The bacteria package the enzyme in small ‘cages’, called outer membrane vesicles (OMVs) which allow phytate in for nutrient processing but prevent it being destroyed by our own protein-degrading enzymes. This releases nutrients, specifically phosphates and inositol, which can be absorbed by our own bodies, as well as the bacteria. [emphasis added]
Well, is this not the problem inherent in always only looking at 10% of us (human cells) and not the other 90% (gut flora cells)? What may well be an “anti-nutrient” to us might be a nutrient to them, and they can, in-turn, make it nutritious or beneficial to us. In any complex problem, there’s typically both addition and subtraction, the net result being derived from integrating both. The essence of bias, essentially, is to prefer one over the other.
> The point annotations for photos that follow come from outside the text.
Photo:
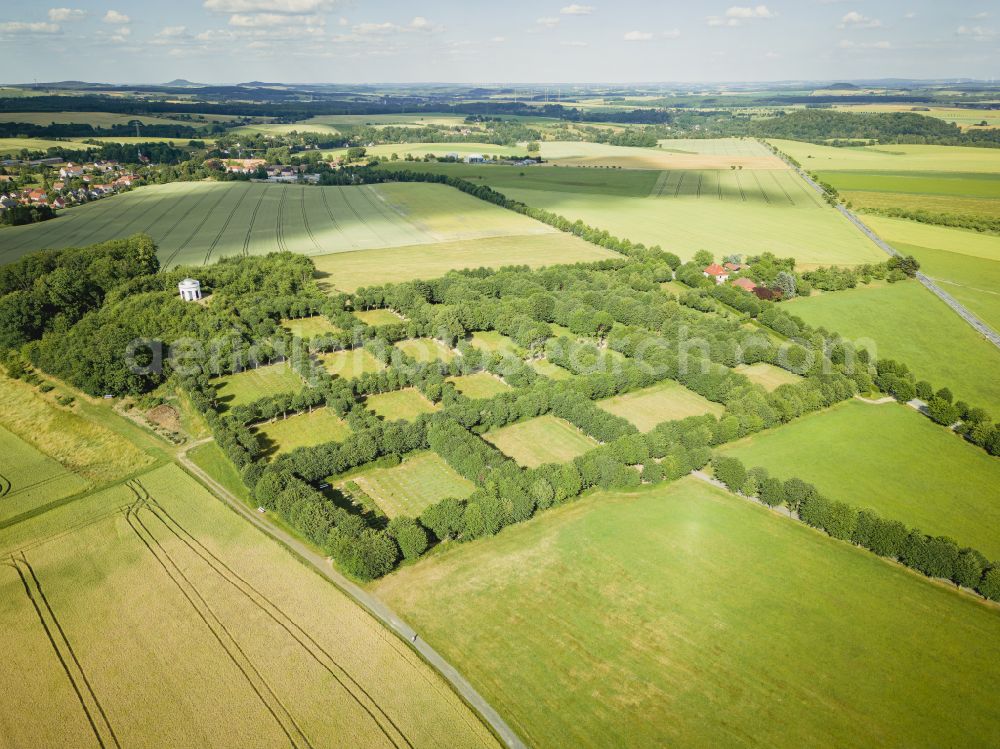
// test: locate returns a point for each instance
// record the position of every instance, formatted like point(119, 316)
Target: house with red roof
point(716, 272)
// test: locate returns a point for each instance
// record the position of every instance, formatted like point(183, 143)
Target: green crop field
point(302, 430)
point(426, 349)
point(679, 615)
point(544, 439)
point(247, 386)
point(422, 479)
point(29, 478)
point(196, 222)
point(350, 363)
point(349, 271)
point(406, 404)
point(893, 460)
point(768, 375)
point(307, 327)
point(211, 618)
point(904, 321)
point(665, 401)
point(479, 385)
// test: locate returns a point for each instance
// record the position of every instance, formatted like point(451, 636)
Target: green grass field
point(350, 363)
point(768, 375)
point(303, 430)
point(406, 404)
point(892, 460)
point(349, 271)
point(682, 616)
point(30, 479)
point(904, 321)
point(426, 349)
point(212, 618)
point(479, 385)
point(545, 439)
point(664, 401)
point(246, 387)
point(422, 479)
point(197, 222)
point(307, 327)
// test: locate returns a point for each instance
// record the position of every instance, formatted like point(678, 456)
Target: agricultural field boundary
point(985, 330)
point(374, 606)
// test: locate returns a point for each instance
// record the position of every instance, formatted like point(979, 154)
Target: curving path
point(981, 327)
point(366, 600)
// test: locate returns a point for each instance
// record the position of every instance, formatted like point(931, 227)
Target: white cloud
point(293, 7)
point(61, 15)
point(858, 21)
point(31, 27)
point(976, 33)
point(848, 44)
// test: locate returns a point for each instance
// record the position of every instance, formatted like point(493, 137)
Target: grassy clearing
point(92, 451)
point(246, 387)
point(891, 158)
point(682, 616)
point(406, 404)
point(421, 480)
point(493, 342)
point(768, 375)
point(545, 439)
point(243, 606)
point(303, 430)
point(904, 321)
point(307, 327)
point(426, 349)
point(479, 385)
point(29, 478)
point(348, 271)
point(664, 401)
point(350, 363)
point(893, 460)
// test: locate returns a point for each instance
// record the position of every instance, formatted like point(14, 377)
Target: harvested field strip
point(307, 643)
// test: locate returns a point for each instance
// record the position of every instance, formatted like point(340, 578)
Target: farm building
point(716, 272)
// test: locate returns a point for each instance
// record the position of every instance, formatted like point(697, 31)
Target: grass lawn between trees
point(890, 459)
point(679, 615)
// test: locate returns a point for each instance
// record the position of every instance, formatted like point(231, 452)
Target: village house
point(716, 272)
So what’s next? Lectins, saponins, polyphenols, etc? I hope Dr. Loren Cordain can weather the storm. He’s sure got his panties in quite a bunch over Chris Kresser’s appearance on Dr. Oz (Pt 1, Pt 2, Pt 3) where he had the audacity to invoke dairy and legumes as potentially beneficial for some in a sentence with the word Paleo in it. Chris has had good success with his NYT Bestselling book, Your Personal Paleo Code: The 3-Step Plan to Lose Weight, Reverse Disease, and Stay Fit and Healthy for Life. (I’ve always got the impression that Cordain kinda thinks he owns the term in a dietary context, behaving as though he’s protecting his property.)
I note that Chris Kresser has recently become quite a spokesperson for contemporary paleo Diets, as he recently appeared on the Dr. Oz TV program, espousing the dietary benefits of both dairy products and legumes in contemporary paleo diets. A brief check of Chris’s scientific publication record on PubMed for “Paleo Diets,” or any other topic for that matter, comes up with absolutely zilch — zero ! — nothing ! – no publications whatsoever! This evidence (or lack thereof) lends little credibility to Chris’s claims as an expert in diet, nutrition or anthropology — much less paleo Diets. He has simply never put forth his ideas in peer review, scientific journals. Nevertheless, the presence of scientific publications or advanced degrees don’t always guarantee expert advice; rather good ideas and rationale thought, supported by solid data frequently do. Chris’s advice that legumes and dairy are indeed “Paleo” foods that should be regularly consumed in contemporary diets mimicking the nutritional characteristics of our pre-agricultural, hunter gatherer ancestors is ill founded at best.
Always funny when someone puts out an ad hominem appeal to authority and then just kinda backs off in the very same paragraph. Trial balloon, I guess. See how it floats.
I wonder if anyone has ever pointed out to Dr. Cordain (exercise physiology, is it?) that he’s never actually treated a patient in a clinical setting—that I’m aware of—getting continuous feedback on what works for that individual vs. what doesn’t. Once you integrate the gut biome of 100 trillion cells in 500-1,000 species—10 times the cells in our body and 30 times the DNA—you begin to realize how we’re all snowflakes.
Wish it were as simple as Dr. Cordain simply prebublishing the verbatim screeds he published or wrote about over 10 years ago.
Update: Chris has penned a post all about legumes and why they are an OK choice for those who tolerate them well, properly prepared. Lots of references.